Is there such a thing? I feel like I’m a horrible group kind of mother. I’m never going to be one of those moms that goes to the playground to let my kid play so I can sit and look at my phone or talk to other women. I may go with a friend or 2 with their kids and play all together. I don’t want to go there to bring Savanna a good time and not enjoy it myself with her. I love the joy on her face when she’s swinging, I always want to be there to see that. To be in that moment.
As I sat on the regular swings with Savanna on my lap – because some mom thought it was ok for her 3 or 4 year old to swing in the baby swing – I looked around at what was going on. It is like a high school environment. You can tell which moms come all the time together and stick together. You can see the loners, who don’t want anything to do with anyone. And there are a few very involved parents who just want to enjoy the time with their kids.

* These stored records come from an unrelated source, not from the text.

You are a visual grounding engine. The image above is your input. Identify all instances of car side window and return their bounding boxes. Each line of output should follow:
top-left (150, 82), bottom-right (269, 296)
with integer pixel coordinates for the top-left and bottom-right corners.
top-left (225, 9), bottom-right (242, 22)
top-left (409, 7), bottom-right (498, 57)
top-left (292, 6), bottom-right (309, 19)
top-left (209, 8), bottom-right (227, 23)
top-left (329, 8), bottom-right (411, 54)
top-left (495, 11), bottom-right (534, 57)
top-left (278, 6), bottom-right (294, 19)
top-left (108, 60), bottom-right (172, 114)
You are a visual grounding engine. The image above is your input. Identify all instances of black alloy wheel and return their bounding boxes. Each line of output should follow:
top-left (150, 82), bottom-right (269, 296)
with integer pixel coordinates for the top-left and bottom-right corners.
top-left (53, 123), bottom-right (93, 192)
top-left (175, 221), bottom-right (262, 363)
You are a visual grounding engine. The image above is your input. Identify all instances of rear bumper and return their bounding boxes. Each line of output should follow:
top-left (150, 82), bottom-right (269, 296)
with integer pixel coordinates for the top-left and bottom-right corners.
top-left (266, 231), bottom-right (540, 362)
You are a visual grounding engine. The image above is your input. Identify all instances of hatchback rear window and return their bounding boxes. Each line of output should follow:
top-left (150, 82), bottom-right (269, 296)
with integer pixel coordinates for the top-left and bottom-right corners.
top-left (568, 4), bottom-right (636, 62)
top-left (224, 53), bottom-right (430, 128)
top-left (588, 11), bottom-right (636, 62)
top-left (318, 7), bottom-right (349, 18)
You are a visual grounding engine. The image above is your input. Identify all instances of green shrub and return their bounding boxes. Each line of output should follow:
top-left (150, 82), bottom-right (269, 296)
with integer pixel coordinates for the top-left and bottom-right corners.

Maybe I’m being very judgemental but when a little girl runs up and asks me to help her swing because her mommy will say no, or 2 boys are extremely excited by feeding the goats but the mom is too busy on her phone to notice, I get annoyed. I take my phone out but only to take an obnoxious amount of pictures of my beautiful girl. It seems so disconnected. Don’t get me wrong, I have moments where I just need to take a step back and breathe. I get overwhelmed and stressed, but I don’t want to look back 5 years from now when she can do all of those playground things herself and regret not being there for her. (But of course 5 years from now I will still be there embarrassing her in front of her friends.) 🙂
My most embarrassing moment I have had on a whole took place today. As I’m holding my little love bug, I went to sit on the swing with her in my arms and I fell flat on my butt. I looked to see if anyone saw me, as I wanted to run off, and the mom next to me was either in a world of her own while pushing her child, or was laughing her butt off behind her sun glasses. I couldn’t tell, because she said nothing. Good thing about the situation was Savanna didn’t know I didn’t mean to do that, so she enjoyed every second. Haha.
So, what is the right playground etiquette? Am I supposed to introduce myself to other moms? Was I supposed to help the little girl swing? Is it ok to walk away from your baby on the baby swing and leave her alone with strangers around? (Not me obviously) Is it ok that I wanted to say good job, you rock! to the woman with an infant in the baby carrier and another baby on the hip? Is it ok that I wanted to make a smartass comment to the moms on their phones? Is it ok that my baby wants to smile and wave at everyone that passes her by and I want to trip the people that look and don’t respond?
Gosh, I’m a bad playground mom. Apparently I don’t play well with others. But, that’s ok, because the most important person had a blast today, and that’s the only thing that matters to me. Maybe one day I’ll be more friendly, but that’ll only be because of my social butterfly making me!